World Radio TV Handbook
- Predecessor: World Radio Handbook
- Founded: 1947
- Founder: Oluf Lund Johansen
- Country of origin: Germany
- Headquarters location: Freising
- Publication types: Directories
- Owner: Radio Data Center (RDC)
- Official website: www.wrth.info

= World Radio TV Handbook =

Yearly worldwide broadcasting directory

The World Radio TV Handbook, also known as WRTH, is a comprehensive directory of global broadcasting. It contains most radio stations with FM or AM transmitters as well as TV stations, published yearly. The focus is on frequencies, television channels and effective transmitter powers. The listings of international broadcasting and shortwave radio contain schedules. For major broadcasters, addresses, telephone numbers and e-mail are given.
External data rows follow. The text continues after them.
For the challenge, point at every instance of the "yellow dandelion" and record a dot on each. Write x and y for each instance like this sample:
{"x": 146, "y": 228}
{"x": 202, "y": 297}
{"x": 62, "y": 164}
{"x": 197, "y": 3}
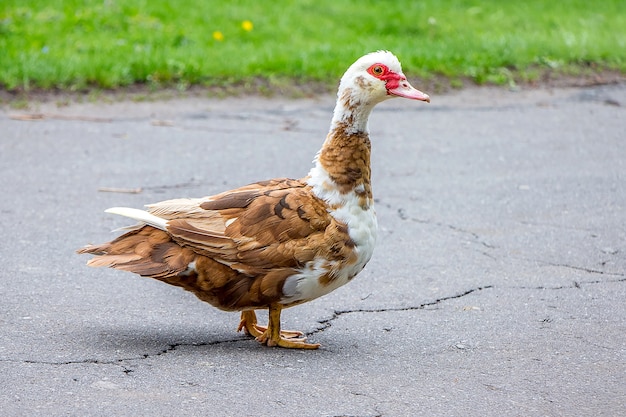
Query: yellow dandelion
{"x": 247, "y": 25}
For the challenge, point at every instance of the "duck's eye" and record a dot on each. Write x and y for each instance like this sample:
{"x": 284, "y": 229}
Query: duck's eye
{"x": 377, "y": 70}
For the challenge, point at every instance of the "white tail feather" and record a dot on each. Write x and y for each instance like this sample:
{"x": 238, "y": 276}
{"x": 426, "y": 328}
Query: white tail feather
{"x": 139, "y": 215}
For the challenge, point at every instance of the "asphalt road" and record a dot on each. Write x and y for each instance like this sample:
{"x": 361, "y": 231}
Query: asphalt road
{"x": 498, "y": 286}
Started in 1947, it became one of the most important references for the DXing community, hobbyists trying to receive distant radio broadcasting. The German based Radio Data Center (RDC) which links DXing and professional data services has published the WRTH since 2022. including an app and an online version.

==History==
The WRTH was started in 1947 by Oluf Lund Johansen (1891–1975) as the World Radio Handbook (WRH). The first edition that bears an edition number is the 4th edition, published in 1949. The three previous editions appear to have been:
- the 1st edition, marked "Winter Ed. 1947" on the cover and completed in November 1947
- the 2nd edition, marked "1948 (May–November)" on the cover and completed in May 1948
- the 3rd edition, marked "1948-49" on the cover and completed in November 1948.

Issues with covers in Danish are known to have been available for the years 1948 May–November (2d ed.), 1950-51 (5th ed.; cover and 1st page in Danish, rest in English, most ads in Danish), 1952 (6th ed.; cover and 1st page in Danish, rest in English, most ads in Danish), and probably others. The 1952 English ed., which is completely in English, has an extra page with world times and agents, and ads in English which are sometimes different from the ads in the Danish edition.
German editions appeared at least between the years 1953-1955 under the title "Rundfunk Fernseh Jahrbuch".

Oluf Lund Johansen published, in conjunction with Libreria Hispanoamericana of Barcelona, Spain, a softbound Spanish-language version of the 1960 WRTH. The book was printed in Spain and called Guia Mundial de Radio y Television, and carried the WRTH logo at the time as well as all the editorial references contained in the English-language version.

The word "TV" was added to the title in 1965, when Jens M. Frost (1919–1999) took over as editor. It had then already included data for television broadcasting for some years. Summer Supplements appear to have been issued from 1959 through 1971. From 1959 through 1966 they were called the Summer Supplement. From 1967 through 1971 they were called the Summer Edition. Through the 1969 edition, the WRTH indicated the date on which the manuscript was completed. Hardbound editions are known to have been available for the years 1963 through 1966, 1968, 1969, and 1975–1978, and probably others.

After the 40th edition in 1986, Frost handed over editorship to Andrew G. (Andy) Sennitt.

While offering comprehensive information about AM radio, the FM section could only list major stations for reasons of capacity. In order to fill this gap, German DXer Günter Lorenz started the publication of FMLIST in 1986, which has grown to the world’s most comprehensive database for FM broadcasting with editors from the DX community around the world. It was soon supplemented by MWLIST, the counterpart for medium and shortwave radio. Since his company RDC took over the publication of the WRTH, both databases have become the main source for the book.

==Publications==
- Various authors World Radio TV Handbook 75th ed. 2021, WRTH Publications Limited, 2020 ISBN 978-1-9998300-3-8.